Non diversamente, quando si imbatte nel fisico in carne ed ossa deve riconoscere che “aveva genio, talento e attitudini.” Sennonché “il suo genio sono in grado di apprezzarlo soltanto gli specialisti. A noi, infelici profani, non resta che farci un’idea del suo talento e delle sue attitudini”: talento musicale e letterario, sicuramente, ma “per non affogarlo nella melassa, bisogna riconoscere che gli fecero difetto due attitudini: una alla politica, l’altra al matrimonio”. “Un misto di grande perspicacia e di ingenuità quasi infantile” nei giudizi politici di questo grand’uomo, che “si sposò due volte, ma sarebbe stato meglio se non l’avesse fatto”.
Ma non sono solo scienziati e letterati, storici e pittori che la poetessa incontro in queste sue letture, ci sono anche attori, come il nostro Mastroianni, che “riusciva a essere comico e struggente al tempo stesso”. Perché allora non immaginarlo in una parte che non ha mai recitato? “Un’idea folle: Mastroianni nel ruolo di James Bond. Avrebbe potuto venirne fuori un fiasco. O magari il film comico più divertente della stagione…”.
La riconosciamo in pagine come queste, Wisława Szymborska: la stessa ironia corrosiva, e sempre umanissima, che i suoi versi ci hanno reso familiare.

La normalità del male

Pierre Lemaitre, Tre giorni una vita, Mondadori 2016, pp. 228, euro 18

Non tutti conoscevano il bambino scomparso nel bosco, probabilmente assassinato, ma “la sensazione era che fosse il fratello minore di ogni ragazzino come era già diventato il figlio di ogni adulto”: immedesimazione con la vittima? solidarietà con i genitori?

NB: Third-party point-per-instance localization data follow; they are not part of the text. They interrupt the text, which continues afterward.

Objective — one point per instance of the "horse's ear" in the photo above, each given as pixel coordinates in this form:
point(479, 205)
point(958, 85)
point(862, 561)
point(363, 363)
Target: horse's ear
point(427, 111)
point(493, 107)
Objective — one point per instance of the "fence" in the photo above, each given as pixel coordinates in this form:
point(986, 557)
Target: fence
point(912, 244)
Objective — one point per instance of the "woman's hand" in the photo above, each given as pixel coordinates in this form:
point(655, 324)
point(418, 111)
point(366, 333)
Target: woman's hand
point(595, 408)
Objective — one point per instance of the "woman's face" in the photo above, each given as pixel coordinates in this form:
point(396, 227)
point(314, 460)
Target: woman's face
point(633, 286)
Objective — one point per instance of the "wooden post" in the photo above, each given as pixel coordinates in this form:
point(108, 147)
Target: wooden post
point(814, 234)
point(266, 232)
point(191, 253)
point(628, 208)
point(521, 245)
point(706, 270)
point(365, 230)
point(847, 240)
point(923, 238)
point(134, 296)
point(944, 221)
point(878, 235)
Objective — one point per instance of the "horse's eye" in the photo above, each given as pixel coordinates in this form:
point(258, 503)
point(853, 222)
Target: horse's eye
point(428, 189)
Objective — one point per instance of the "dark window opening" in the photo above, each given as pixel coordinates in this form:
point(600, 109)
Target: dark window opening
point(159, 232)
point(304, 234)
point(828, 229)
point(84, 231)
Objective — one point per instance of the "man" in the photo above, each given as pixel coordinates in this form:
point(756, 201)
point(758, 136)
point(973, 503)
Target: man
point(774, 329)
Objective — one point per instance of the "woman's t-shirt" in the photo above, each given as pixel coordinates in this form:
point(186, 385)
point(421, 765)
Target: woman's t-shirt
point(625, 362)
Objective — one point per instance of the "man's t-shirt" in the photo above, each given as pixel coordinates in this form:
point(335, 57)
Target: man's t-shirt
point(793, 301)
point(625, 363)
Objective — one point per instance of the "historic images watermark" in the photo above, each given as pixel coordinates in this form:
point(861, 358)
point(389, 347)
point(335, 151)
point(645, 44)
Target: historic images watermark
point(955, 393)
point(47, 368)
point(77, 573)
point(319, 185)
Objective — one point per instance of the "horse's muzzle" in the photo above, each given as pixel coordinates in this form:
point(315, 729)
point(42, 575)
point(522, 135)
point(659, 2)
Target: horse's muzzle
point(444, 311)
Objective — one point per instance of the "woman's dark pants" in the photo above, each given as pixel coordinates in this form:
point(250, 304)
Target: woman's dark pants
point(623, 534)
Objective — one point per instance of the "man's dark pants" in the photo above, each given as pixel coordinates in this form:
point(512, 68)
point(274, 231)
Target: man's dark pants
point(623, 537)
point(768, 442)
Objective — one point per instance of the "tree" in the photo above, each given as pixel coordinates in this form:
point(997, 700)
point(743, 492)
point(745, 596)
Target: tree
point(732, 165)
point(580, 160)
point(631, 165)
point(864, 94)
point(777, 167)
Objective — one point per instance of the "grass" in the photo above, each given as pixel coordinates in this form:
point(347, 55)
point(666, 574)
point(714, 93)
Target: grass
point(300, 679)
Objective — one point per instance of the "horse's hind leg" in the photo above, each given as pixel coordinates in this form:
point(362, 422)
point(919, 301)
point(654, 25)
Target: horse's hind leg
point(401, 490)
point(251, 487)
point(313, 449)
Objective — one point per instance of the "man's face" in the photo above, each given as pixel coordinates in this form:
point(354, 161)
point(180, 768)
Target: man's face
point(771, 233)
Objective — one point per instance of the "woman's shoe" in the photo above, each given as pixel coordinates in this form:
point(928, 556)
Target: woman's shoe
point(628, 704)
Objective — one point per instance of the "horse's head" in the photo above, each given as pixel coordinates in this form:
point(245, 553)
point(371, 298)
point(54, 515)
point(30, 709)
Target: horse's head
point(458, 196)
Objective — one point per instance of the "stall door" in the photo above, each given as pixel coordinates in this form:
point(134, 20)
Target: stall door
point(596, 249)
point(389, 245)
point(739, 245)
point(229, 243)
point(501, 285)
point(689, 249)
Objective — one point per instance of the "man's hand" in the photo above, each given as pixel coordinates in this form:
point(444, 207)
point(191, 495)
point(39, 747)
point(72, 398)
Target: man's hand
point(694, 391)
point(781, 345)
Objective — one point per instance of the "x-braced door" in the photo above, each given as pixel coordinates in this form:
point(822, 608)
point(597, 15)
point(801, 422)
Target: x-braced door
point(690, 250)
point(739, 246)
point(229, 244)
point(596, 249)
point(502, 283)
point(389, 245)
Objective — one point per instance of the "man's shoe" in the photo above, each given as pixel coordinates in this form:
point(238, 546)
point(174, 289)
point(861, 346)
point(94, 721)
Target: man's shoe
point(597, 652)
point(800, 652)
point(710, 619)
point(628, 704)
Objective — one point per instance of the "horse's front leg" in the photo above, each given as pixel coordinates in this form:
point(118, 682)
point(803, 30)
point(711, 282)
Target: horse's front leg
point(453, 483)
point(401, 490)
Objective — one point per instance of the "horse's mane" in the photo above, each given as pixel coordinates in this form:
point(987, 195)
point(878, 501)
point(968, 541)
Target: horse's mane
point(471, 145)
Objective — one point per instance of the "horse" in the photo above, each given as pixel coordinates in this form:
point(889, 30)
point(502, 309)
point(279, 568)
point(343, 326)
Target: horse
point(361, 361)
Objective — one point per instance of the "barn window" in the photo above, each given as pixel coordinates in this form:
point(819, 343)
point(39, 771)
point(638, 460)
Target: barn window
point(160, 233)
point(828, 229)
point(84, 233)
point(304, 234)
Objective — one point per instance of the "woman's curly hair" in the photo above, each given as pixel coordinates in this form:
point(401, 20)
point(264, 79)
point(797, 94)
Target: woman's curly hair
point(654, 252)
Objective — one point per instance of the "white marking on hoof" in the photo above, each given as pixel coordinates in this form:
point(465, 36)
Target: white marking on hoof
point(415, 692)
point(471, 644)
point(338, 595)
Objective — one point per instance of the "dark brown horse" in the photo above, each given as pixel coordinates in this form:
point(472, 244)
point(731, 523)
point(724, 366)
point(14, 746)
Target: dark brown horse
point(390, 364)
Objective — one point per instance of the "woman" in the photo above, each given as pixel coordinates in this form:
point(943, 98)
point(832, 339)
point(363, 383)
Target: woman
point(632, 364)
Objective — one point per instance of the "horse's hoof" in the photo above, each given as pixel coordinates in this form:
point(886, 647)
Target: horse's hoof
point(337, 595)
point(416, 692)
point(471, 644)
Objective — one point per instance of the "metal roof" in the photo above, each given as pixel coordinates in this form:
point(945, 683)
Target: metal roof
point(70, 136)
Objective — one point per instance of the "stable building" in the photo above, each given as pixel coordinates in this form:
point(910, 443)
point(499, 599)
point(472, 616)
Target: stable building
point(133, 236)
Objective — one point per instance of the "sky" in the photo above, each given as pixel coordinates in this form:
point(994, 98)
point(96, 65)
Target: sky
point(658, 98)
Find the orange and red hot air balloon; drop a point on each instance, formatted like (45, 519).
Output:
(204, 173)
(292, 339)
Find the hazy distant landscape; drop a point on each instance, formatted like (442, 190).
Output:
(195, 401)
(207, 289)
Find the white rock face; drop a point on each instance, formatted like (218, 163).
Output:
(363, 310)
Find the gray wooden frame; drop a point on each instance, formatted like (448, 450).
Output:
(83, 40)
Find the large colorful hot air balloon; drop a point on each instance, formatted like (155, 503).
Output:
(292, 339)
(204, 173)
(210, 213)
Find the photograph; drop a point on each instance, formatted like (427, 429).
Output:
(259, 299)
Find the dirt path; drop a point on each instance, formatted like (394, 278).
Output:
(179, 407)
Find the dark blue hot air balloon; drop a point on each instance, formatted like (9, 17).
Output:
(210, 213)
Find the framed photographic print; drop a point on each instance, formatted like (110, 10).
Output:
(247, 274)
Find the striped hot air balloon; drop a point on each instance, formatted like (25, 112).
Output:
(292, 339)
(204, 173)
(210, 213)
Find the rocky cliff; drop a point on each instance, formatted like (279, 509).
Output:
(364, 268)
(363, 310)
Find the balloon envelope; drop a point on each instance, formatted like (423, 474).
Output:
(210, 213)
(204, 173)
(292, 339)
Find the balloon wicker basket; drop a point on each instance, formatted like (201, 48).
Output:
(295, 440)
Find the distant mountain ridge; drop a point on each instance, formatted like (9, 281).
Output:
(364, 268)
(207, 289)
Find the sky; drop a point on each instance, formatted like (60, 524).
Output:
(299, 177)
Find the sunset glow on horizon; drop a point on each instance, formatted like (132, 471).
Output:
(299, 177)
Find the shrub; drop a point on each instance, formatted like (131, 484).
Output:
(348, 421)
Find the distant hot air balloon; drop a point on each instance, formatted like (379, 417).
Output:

No, solo il piacere inconfessabile di poter godere di un diversivo, di una rottura della monotonia della vita che si conduce a Beauval, una cittadina francese come tante, dell’eccitazione diffusa da voci che in men che non si dica si rivelano del tutto infondate: perché “le dicerie sono una salsa complicata, o viene o non viene”; dipende più dalla considerazione di cui è circondato chi le sparge che dal loro contenuto di verità. Quello che conta, nella cittadina, è poter “pregustare di ritrovarsi unita nel dolore”.
Ma il lettore lo sa, il nome del colpevole, fin dall’inizio: un altro bambino. Non un mostro. Un bambino che non voleva fare quel che ha fatto: è la sua, la voce narrante, è attraverso i suoi occhi che vediamo i fatti. La sua paura di essere scoperto, con i momenti bui della disperazione e le schiarite inaspettate quanto effimere di speranza, sono la costante che ci rende partecipi della vicenda e ci fa proseguire la lettura. E via via conosciamo gli altri personaggi, a partire dalla madre, “cresciuta e vissuta in una cittadina di vedute ristrette dove si osserva e si viene osservati nello stesso tempo, dove l’opinione degli altri è un peso schiacciante”.
Come in certi film, la storia è segnata da una cesura netta: gli anni sono passati, il protagonista ha fatto a tempo a diventar grande, senza che nulla sia trapelato: “ora che era adulto il carcere non lo spaventava più, il suo terrore era il clamore mediatico”, “tutti avrebbero adorato quel fatto di cronaca perché ognuno, in confronto a lui, si sarebbe sentito meravigliosamente normale”.
Sarà questo che accadrà? o nessuno mai scoprirà la verità e lui la farà franca? Né l’una né l’altra… Ma, giunti alla fine, si ha l’impressione che la verità, nella sua sostanza, si fosse già rivelata: in quella meravigliosa normalità.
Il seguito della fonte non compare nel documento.